Senin, 15 Juni 2009

Monginsidi, Chairil, Kartini

Goenawan Mohamad
http://www.tempointeraktif.com/

Shot? so quick, so clean an ending?
Oh that was right, lad, that was brave
Yours was not an ill for mending,
’Twas best to take it to the grave
— A.E. Housman (1859-1936).

Mereka menembak mati Monginsidi di Pacinang, Makassar, tanggal 5 September 1949.

Ada yang mencatat bahwa beberapa menit sebelum dieksekusi, pemimpin gerilya yang ditakuti tentara pendudukan Belanda itu memberikan maaf kepada regu serdadu yang bertugas menghabisi nyawanya. Mungkin saat itu ia menukil Injil Lukas yang merekam apa yang dikatakan Yesus pada saat-saat penyaliban. Tapi mungkin juga ia—yang tak mau meminta grasi kepada pemerintah kolonial—sudah lama menerima apa yang datang bersama zamannya.

Dalam sepucuk surat untuk seorang gadis yang tinggal di Jakarta, Milly Ratulangi—sepucuk surat yang ditulisnya empat hari sebelum hukuman mati itu dijalaninya—ia menggambarkan, dengan kalimat puitis yang menggetarkan, anak-anak muda zamannya ”sebagai bunga yang sedang hendak mekar… digugurkan oleh angin yang keras”.

Tentu ia berbicara tentang generasinya.

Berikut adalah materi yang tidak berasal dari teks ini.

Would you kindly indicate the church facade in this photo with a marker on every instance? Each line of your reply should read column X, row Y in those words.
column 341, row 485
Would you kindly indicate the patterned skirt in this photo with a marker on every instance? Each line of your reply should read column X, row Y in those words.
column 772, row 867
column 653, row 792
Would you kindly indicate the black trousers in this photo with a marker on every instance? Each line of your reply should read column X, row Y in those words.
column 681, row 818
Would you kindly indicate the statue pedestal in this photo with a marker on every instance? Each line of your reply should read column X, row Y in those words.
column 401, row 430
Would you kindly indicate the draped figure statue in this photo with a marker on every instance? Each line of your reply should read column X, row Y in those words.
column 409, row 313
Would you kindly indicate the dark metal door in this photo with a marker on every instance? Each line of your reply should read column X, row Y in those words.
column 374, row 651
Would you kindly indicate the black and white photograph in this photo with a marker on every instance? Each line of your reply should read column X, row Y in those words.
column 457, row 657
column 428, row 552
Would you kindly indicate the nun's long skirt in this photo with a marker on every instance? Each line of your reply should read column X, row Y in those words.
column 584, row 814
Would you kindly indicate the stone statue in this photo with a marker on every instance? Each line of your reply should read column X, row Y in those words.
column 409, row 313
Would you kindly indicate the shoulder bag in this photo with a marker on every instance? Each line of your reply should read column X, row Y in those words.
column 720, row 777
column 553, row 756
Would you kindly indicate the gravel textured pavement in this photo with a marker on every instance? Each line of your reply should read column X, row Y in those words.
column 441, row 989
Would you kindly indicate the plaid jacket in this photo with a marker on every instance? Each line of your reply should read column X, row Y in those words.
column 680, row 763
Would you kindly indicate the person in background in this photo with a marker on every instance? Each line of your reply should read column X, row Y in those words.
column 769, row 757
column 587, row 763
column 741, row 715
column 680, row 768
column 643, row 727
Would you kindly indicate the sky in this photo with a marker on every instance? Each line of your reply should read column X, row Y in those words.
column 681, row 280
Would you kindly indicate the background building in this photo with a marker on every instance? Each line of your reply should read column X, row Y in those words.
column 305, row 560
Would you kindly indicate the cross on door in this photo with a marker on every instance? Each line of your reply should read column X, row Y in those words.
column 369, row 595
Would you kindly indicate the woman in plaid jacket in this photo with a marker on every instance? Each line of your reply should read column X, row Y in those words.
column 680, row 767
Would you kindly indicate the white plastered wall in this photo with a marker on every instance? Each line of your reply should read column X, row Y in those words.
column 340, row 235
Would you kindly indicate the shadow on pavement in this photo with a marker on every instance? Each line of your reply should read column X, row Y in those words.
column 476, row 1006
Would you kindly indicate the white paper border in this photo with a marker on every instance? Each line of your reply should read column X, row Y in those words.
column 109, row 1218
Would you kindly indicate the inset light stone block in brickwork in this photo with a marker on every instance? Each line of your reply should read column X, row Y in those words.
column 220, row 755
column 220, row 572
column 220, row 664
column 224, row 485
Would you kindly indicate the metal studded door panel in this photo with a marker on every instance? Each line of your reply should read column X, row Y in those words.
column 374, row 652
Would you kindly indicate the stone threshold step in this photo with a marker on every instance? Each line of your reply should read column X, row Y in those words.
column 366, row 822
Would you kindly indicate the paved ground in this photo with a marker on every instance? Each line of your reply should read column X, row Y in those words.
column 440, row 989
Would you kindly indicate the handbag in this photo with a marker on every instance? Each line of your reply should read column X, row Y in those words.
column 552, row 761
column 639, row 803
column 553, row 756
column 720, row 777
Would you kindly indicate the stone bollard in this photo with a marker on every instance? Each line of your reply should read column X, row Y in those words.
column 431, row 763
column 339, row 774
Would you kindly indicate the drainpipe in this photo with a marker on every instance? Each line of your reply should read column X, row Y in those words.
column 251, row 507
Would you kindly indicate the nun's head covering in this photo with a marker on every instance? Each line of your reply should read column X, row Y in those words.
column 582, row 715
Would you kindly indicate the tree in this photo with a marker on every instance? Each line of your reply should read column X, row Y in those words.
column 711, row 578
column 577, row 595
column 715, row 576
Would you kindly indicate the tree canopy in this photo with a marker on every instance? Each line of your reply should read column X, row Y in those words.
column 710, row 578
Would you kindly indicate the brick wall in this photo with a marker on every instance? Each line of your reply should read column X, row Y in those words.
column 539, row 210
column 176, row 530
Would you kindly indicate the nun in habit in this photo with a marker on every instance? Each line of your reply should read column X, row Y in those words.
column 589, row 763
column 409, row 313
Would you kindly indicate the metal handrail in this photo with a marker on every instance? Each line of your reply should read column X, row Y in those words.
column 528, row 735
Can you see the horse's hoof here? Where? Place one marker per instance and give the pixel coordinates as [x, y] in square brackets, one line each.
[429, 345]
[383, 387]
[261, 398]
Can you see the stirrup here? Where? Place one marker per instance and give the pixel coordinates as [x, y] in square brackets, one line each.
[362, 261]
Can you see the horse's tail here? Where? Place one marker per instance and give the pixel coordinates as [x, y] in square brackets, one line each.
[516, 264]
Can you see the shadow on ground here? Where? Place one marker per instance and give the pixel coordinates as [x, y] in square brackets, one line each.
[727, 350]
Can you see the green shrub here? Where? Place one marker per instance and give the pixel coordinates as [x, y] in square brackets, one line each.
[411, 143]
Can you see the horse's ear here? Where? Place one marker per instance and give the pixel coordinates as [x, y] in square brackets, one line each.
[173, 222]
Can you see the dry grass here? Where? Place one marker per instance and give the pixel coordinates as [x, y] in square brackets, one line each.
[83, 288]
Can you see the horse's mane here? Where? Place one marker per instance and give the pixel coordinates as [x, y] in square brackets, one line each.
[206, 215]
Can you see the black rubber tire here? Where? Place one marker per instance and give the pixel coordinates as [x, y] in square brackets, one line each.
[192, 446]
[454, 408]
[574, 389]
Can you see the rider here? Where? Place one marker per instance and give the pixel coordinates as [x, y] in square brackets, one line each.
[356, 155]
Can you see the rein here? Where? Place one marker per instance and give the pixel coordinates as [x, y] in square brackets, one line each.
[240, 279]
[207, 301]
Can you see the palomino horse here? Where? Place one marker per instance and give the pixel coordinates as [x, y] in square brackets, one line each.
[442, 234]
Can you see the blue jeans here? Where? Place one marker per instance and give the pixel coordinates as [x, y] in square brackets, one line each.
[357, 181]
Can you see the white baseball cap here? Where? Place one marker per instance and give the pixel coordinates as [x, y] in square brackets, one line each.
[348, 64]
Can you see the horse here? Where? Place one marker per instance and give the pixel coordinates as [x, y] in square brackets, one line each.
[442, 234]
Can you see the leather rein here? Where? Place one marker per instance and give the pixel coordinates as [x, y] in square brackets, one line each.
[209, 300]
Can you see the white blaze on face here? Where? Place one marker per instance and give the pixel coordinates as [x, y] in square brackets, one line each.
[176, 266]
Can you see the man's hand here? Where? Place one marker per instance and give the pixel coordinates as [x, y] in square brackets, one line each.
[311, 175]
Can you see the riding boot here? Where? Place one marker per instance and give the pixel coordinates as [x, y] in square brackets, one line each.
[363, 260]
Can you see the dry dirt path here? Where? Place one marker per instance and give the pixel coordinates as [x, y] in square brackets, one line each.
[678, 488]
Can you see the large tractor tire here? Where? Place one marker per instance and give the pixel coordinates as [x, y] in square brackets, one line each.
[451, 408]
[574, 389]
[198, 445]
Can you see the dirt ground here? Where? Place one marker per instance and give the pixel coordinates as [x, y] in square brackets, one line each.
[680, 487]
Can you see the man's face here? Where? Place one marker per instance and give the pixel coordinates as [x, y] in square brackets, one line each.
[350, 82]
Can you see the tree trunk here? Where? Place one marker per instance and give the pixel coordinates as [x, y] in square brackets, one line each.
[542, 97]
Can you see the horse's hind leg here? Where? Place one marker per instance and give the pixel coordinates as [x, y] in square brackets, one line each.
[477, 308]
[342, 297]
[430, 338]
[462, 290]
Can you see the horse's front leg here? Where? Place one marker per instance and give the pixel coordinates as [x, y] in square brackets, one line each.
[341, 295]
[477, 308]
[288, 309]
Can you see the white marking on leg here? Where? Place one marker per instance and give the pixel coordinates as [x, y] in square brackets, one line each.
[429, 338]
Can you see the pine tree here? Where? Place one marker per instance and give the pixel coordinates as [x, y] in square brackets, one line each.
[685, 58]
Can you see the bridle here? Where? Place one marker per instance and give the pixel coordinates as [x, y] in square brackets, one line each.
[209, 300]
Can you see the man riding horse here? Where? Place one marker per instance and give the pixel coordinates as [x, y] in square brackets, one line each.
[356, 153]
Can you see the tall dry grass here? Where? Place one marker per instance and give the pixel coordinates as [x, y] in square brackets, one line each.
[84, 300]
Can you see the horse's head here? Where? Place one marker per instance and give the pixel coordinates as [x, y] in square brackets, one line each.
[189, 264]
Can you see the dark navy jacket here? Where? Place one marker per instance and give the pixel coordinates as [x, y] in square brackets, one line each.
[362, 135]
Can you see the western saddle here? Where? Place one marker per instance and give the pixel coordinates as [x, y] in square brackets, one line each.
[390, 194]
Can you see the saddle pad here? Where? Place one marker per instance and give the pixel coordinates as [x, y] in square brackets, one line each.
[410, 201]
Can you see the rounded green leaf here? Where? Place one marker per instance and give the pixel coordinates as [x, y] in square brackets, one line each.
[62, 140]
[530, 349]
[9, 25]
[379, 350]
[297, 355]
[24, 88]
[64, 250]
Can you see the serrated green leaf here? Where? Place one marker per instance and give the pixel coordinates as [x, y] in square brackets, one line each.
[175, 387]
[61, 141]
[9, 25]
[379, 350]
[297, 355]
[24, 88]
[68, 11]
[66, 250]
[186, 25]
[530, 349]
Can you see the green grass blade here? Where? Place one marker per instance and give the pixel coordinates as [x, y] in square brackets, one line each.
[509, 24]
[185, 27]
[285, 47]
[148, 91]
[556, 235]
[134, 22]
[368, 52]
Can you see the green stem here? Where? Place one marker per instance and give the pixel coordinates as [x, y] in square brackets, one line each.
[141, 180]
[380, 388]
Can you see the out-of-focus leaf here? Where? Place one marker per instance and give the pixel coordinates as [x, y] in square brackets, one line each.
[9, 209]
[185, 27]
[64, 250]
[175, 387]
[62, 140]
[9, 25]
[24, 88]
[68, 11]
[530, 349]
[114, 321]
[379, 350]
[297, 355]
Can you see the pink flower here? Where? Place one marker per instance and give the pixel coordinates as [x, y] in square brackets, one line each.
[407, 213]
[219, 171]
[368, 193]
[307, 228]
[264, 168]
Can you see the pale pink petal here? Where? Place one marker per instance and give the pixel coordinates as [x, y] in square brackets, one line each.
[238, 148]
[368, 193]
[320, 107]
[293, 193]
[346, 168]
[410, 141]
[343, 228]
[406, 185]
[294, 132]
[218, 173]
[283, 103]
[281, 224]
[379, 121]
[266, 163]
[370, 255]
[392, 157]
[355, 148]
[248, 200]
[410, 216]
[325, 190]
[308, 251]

Umur Robert Wolter Monginsidi baru 24 tahun. Seorang bekas gurunya, Sugardo, menuliskan kenangannya tentang Si ”Woce” di majalah Mimbar Indonesia 17 September 1949, dan dari sana kita tahu ia terakhir bersekolah di Sekolah Pertama Nasional di Jalan Goa 56—sekolah yang ditinggalkannya sejak Juli 1946. Sejak itu ia menghilang. Sejak itu orang tahu, dan berbisik-bisik, ia ikut memimpin pasukan gerilya di daerah Polombangkeng, pusat yang dipilih para pejuang kemerdekaan untuk melawan pendudukan Belanda di Sulawesi Selatan.

Pada suatu hari ia luka. Pada suatu hari ia ditangkap. Ia melarikan diri. Ketika ia ditangkap lagi, hukuman mati pun dijatuhkan oleh ”Raad van Justitie”. Empat bulan sebelum Kerajaan Belanda mengakui kemerdekaan Indonesia yang telah dimaklumkan empat tahun sebelumnya, anak muda itu mati untuk Republik yang muda—untuk sebuah harapan yang belum punya kebimbangan.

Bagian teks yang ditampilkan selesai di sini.